Problem: popular men's magazine is losing readers.
Solution by Innovation: re-think the product's content and expose (pun intended) an unusual generational icon to it's target demographic to regain the attention of their readers.
Playboy magazine has been seeing a decline in readers as the magazine industry as a whole is decreasing steadily. In an effort to re-attract readers and continue evolving with it's audience, this month's edition of Playboy features popular cartoon character Marge Simpson from the long-time running animated TV show "The Simpsons."
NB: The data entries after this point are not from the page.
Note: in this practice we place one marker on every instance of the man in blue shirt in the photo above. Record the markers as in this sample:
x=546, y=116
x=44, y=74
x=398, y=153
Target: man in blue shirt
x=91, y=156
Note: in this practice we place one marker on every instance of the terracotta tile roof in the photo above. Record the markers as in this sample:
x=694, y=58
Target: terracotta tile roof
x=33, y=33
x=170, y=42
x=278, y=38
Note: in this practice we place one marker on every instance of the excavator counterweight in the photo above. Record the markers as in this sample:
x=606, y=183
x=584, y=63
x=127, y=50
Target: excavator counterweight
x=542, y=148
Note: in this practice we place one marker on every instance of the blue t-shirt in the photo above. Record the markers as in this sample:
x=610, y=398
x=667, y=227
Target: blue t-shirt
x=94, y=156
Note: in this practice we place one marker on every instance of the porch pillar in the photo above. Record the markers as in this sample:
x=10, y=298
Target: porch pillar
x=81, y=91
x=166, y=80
The success behind Playboy's product has always relied on shock value by offering readers a unique "insight" into the lives of celebrities and sex icons. Playboy has thought beyond its typical subject matter and has shifted into relatively unknown territory: the sexual exploitation of a popular cartoon character. Their problem was a decline in attention to the print portion of their business, so their solution was to expand the content of their product and attract the attention of a television sitcom's audience that reached 7.6 million viewers last week (tvbythenumbers.com). "The Simpsons Movie," a feature-length film, was released in 2007 and earned an impressive $527 million worldwide (boxofficemojo.com). These numbers give Playboy an optimistic look into the environment in which they are releasing their most current product. Clearly, the demand for "The Simpsons" is very strong after 21 seasons on the air. Playboy is trying to grab the attention of a massive, well-established fan-base and is anticipating a positive turn in circulation as a result of this month's edition, known as "The Marge Simpson Cover."
Jimmy Jellinek, Playboy's editorial director, said "We knew Marge's pictorial would appeal to a large demographic. This cover and pictorial is just another example of how we're evolving our editorial content to continue to reach men in their 20s, and also maintain the elements of the magazine that have attracted readers for more than 50 years."
If this proves to be a smart move for Playboy resulting in an increase in magazine sales amidst a struggling print industry, then how can we, as innovators, use Playboy's example of evolving a product to appeal to a large, established demographic in order to keep our product alive?